Se comentó el episodio no solamente en la calleja de los Alfareros, sino también en la de los Aceiteros, en la de los Curtidores y en muchas otras. Cuando después de algún tiempo Barrabás volvió a pasar por aquellos lugares, advirtió un cambio en los creyentes con los cuales tenía costumbre de conversar. Permanecían taciturnos y no dejaban de mirarle de soslayo con expresión recelosa. Nunca había habido intimidad entre Barrabás y los discípulos, pero ahora éstos le mostraban abiertamente su desconfianza. Hasta un viejecito medio consumido, a quien ni siquiera conocía, se precipitó sobre él y le preguntó por qué iba allí con tanta frecuencia, qué tenía que hacer allí y si venía enviado por el guardián del templo, por los guardias, el gran sacerdote o por los saduceos. Sin contestar, Barrabás miró al viejecito, cuya cabeza calva estaba roja de cólera. Hasta entonces nunca lo había visto y no sabía quién era; salvo que era evidentemente tintorero, pues tenía en las orejas, a guisa de pendientes, trozos de lana azules y rojos.

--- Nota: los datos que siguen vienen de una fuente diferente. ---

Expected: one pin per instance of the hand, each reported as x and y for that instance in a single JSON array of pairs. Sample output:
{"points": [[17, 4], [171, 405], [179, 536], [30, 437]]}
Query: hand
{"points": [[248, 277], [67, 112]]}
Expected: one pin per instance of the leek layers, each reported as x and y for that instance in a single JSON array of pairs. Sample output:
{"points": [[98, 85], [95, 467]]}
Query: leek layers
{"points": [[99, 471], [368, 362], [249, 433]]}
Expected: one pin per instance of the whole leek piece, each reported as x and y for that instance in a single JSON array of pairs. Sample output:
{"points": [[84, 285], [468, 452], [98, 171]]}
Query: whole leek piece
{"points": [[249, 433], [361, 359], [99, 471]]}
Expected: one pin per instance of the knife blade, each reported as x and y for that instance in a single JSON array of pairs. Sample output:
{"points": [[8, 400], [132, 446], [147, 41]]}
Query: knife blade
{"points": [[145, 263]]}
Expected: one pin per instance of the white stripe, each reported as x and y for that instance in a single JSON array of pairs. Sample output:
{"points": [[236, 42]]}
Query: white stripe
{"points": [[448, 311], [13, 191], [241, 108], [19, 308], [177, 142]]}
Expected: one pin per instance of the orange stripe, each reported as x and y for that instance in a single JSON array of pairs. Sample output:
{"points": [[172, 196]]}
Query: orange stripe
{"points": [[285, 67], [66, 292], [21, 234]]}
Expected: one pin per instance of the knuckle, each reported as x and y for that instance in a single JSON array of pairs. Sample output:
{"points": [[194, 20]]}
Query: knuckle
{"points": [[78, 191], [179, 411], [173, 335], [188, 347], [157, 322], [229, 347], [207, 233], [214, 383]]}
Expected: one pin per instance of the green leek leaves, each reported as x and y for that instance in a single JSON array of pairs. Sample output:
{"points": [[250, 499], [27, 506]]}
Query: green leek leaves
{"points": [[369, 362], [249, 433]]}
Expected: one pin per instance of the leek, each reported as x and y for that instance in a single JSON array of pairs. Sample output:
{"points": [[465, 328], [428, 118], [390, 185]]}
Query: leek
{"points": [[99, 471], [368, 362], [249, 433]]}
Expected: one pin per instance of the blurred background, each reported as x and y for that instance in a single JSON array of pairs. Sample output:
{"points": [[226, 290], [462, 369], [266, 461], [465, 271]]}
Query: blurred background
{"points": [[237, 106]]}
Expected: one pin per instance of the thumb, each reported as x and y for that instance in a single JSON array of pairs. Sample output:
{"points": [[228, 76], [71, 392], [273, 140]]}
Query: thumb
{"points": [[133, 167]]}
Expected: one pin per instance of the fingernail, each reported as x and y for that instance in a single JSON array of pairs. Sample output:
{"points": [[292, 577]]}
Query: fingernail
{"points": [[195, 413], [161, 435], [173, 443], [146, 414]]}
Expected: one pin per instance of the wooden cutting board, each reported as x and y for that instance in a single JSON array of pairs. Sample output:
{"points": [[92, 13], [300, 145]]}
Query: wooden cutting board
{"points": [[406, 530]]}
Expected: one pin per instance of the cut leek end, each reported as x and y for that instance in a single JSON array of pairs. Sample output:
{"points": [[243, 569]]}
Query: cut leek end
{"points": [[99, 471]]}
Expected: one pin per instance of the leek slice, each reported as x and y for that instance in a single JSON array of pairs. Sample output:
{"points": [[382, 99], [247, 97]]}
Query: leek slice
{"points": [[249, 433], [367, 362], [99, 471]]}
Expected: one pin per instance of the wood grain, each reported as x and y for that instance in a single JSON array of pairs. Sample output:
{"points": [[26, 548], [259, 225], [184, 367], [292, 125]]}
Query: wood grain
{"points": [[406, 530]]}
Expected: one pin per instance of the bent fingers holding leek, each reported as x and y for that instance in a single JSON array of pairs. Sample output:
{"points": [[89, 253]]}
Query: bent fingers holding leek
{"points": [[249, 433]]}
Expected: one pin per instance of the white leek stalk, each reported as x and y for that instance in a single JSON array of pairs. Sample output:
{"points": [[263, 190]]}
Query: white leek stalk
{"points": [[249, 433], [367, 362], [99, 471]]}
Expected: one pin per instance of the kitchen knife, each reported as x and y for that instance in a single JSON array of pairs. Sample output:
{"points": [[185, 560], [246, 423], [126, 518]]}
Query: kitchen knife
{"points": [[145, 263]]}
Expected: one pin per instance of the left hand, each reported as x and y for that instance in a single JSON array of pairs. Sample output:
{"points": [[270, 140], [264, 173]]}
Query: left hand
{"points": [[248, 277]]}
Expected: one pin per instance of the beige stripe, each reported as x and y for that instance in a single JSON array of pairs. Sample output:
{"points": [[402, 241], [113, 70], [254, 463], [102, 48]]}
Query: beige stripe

Barrabás comprendió que había ofendido a los discípulos y que la disposición de ánimo de todos ellos para con él había cambiado completamente. Encontraba por todas partes caras severas y hostiles, y algunos le clavaban con insistencia la mirada como para demostrarle que bien quisieran darle su merecido. Más él trataba de parecer distraído, como si de nada se diera cuenta.
Un buen día estalló la tormenta. La noticia corrió como un reguero de pólvora por las callejuelas donde vivían los creyentes. En pocos momentos no hubo ni un alma que la ignorara. ¡Era él! Sí, ¡el que había sido liberado en lugar del Maestro! ¡Del Salvador! ¡Del Hijo de Dios! ¡Era Barrabás! ¡Era Barrabás el liberado!
Miradas cada vez más hostiles lo perseguían: el odio inflamaba los ojos y la indignación perduró aun después que hubo desaparecido para no volver jamás.
¡Barrabás, el liberado! ¡Barrabás, el liberado!